Keine Frage: Aufklärung ist wichtig, aber ebenso auch der richtige Zeitpunkt dazu. Wenn Fragen auftauchen, sollten sie auch beantwortet werden. Hier gibt „Bevor ich auf die Welt kam“ von Katerina Janouch, Eltern die Möglichkeit kindgerecht mit dem Thema umzugehen. Aufklärung sollte in der heutigen Zeit kein brisantes Thema mehr sein, aber trotzdem sollte man für Aufklärung ein gewisses „Fingerspitzengefühl“ mitbringen, um die kleinen Leser nicht zu überfordern. Dieser erste Ratgeber geht das Thema meiner Meinung nach sehr locker an, hier wird keine Spannung provoziert, Aufklärung und Sexualität ist so einfach und normal wie Essen und Trinken und gehört zu unserem Leben einfach dazu, denn sonst wären wir alle nicht da. Diese logische Folgerung können 4-jährige durchaus nachvollziehen. Durch den Bezug zur Realität sowie durch den Erzählstil, ein ca. 4 Jahre alter Junge beantwortet die Fragen eines Freundes oder einer Freundin, erreicht die Autorin eine hohe Identifikation und damit auch einen hohen Erinnungswert. Inhaltlich sind alle wichtigen Themen in chronologischer Reihenfolge erzählt:

was/wo war ich vorher?

das Kennenlernen der Eltern: Verliebtheit

Zusammensein: Babywunsch

Sexualität: was ist das? Wie geht das?

Babybauch: von Einling bis zum Mehrling oder auch Retortenbaby

Was passiert in Mamas Bauch?

Was macht das Baby den ganzen Tag?

Papa´s Aufgabenbereich

Adoptiveltern/Kinder – Patchwork-Familie

die Geburt: natürlich oder Kaiserschnitt

Inhaltlich beschränkt sich die Autorin auf die Beantwortung der Fragen, ohne Schönmalerei und ohne dabei zu sehr in Detail zu gehen. Im Gegenteil, der Leser erlebt hier einige lustige Ausflüge in die kindliche Vorstellungskraft: was es heißt verliebt zu sein, sich zu lieben und gemeinsam ein Baby zu zeugen.
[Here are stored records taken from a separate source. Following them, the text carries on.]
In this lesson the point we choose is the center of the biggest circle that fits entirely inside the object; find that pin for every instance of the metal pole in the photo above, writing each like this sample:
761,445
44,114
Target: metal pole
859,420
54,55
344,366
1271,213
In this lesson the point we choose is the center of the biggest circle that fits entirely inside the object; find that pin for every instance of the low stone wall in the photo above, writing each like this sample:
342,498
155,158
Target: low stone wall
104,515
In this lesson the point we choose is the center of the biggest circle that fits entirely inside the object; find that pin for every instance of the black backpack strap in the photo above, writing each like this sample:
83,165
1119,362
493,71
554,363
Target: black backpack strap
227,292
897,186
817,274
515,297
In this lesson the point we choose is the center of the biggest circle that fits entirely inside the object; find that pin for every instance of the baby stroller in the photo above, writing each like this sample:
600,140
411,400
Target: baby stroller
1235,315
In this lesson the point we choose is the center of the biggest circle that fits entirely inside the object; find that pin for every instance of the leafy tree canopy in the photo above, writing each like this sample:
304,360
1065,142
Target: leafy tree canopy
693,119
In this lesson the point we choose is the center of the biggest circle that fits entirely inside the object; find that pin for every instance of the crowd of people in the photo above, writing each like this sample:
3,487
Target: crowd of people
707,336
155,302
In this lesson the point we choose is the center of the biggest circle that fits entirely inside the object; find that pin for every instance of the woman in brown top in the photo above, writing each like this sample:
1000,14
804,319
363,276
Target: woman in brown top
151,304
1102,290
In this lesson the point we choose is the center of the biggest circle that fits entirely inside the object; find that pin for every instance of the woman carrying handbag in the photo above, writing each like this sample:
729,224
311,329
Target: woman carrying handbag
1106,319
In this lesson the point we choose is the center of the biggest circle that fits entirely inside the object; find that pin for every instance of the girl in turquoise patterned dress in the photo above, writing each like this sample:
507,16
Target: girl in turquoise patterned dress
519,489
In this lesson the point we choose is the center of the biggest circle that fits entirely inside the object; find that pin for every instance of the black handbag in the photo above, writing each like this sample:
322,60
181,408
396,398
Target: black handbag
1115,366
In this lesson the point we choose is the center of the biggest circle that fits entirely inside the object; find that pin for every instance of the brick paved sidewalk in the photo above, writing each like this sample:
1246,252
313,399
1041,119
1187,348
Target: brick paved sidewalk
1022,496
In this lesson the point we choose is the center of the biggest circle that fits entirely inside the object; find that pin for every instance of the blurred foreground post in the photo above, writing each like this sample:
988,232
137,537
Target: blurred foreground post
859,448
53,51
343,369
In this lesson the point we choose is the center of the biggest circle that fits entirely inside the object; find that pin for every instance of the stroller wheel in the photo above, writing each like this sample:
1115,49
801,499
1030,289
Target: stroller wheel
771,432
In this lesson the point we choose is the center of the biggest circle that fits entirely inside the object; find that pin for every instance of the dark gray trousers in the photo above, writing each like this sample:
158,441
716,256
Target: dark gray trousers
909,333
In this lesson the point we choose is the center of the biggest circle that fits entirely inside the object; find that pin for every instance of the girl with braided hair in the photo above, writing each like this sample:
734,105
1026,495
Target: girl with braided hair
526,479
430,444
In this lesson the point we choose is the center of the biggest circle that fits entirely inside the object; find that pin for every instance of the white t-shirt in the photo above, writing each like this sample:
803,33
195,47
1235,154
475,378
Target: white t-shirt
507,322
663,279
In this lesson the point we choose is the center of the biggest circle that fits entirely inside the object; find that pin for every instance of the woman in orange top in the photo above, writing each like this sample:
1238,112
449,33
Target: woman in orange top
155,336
Das wirkt sehr erfrischend und unterhaltsam, weil es nicht bloß um die Vermittlung bloßer „Sachinformationen“ geht, sondern – ich möchte fast sagen – um kindliche Philosophie und Weltanschauung, die Kinder werden also sehr humorvoll und einfühlsam in ihrer Welt abgeholt. Manchem Erwachsenen mag die ein oder andere Betrachtungsweise (in ihrer Ausgiebigkeit) überflüssig oder gar unangenehm vorkommen. Aber um Kindern dieses Thema nahe bringen zu können, müssen zunächst viele grundlegende Dinge erklärt werden. Dieser Aufklärungsberater ist sicherlich manchmal auch erklärungsbedürftig, z.B. Begriffe wie Retortenbabys, Reagenzglas oder Adoptiveltern und Patchwork-Familie, sind nicht selbstverständlich. Aber dies ist auch kein Aufklärungsbuch, das man einem 4- oder 5-Jährigen zum Selbststudium in die Hand drückt. Hier ist der Dialog gefragt, auch der vom Kind zu den Eltern! Kleiner Wermutstropfen meiner Meinung nach: Manche Paare haben einfach nur Sex und wollen gar keine Kinder und manche können eben einfach keine bekommen und wollen auch keines aus der Retorte! Dies geht hier ein bisschen unter.

Der Text ist sehr kindgerecht: Fragen – Antworten. Die Antworten einfach, wie tatsächlich ein Kind das einem anderen nicht besser erklären könnte. Die Sprache dient hier als bloße Verständigung, die Bilder sind einfach und nachvollziehbar, der Spannungsbogen ergibt sich einfach aus der Sache heraus. Der Text fesselt nicht nur durch den Inhalt, sondern auch durch die teilweise direkte Ansprache des Lesers, der sich bereits durch den „Blickkontakt“ der Illustrationen sehr eingebunden fühlt. Die Botschaft für die Eltern braucht man nicht erst zwischen den Zeilen zu lesen, wichtig ist: immer da zu sein, offen sein für alle Fragen und Antworten und Dinge, die wichtig sind, zu benennen. Grundsätzlich sollten also nur die Fragen des Kindes beantwortet werden und darüber hinaus nur Erklärungen folgen, wenn das Kind von sich aus weiterfragt.

Fazit:

Ein erstes Aufklärungsbuch zum Vorlesen für Eltern und für kleine Forscher, die mehr über das Leben wissen wollen. Ein idealer Ratgeber für Eltern und Erzieher, die Fragen lebensnah und offen beantworten wollen. Ein solches Aufklärungsbuch sollte in keinem Kinderzimmer fehlen.